Several VPN services are considering moving operations out of India following ExpressVPN’s announcement this week that it plans to remove servers from the country considering new and controversial cybersecurity rules.
The Indian government updated section 70B of the IT Act, 2000 to add several measures in April 2022. Service providers, intermediaries, data centers, companies, and government organizations have six hours to report a range of intrusions to CERT-IN, an agency tasked with organizing the government’s response to computer intrusions.
The new rules, which take effect in June, caused outrage among tech companies across the globe. Many argued the rules would be cumbersome and provide hackers with readily available pools of data to steal from.
The rules were heavily criticized by VPN companies that make a point of not storing the kind of user data now required by the new rules in India. If you don’t have logs, start collecting/storing them. If companies are not willing to follow the rule, then they are free to leave – Cabinet Minister Chandrasekhar said
ExpressVPN released a blog post explaining that it will remove its Indian-based VPN servers in response to the new rules.

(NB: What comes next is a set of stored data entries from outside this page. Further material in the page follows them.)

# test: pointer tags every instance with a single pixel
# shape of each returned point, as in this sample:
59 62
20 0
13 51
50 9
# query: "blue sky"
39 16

The company said users in India will still be able to connect to VPN servers that will give them Indian IP addresses and allow them to access the internet as if they were in India through virtual servers physically located in Singapore and the UK.
Under India’s new VPN rule, which is set to come into effect on June 27, 2022, companies will be required to store users’ real names, IP addresses assigned to them, usage patterns, and other identifying data, and will never collect logs of user activity, including no logging of browsing history, traffic destination, data content, or DNS queries the company said.
Like ExpressVPN other providers like Nord VPN, Proton VPN, and Surfshark VPN are ready to pull the plug if required.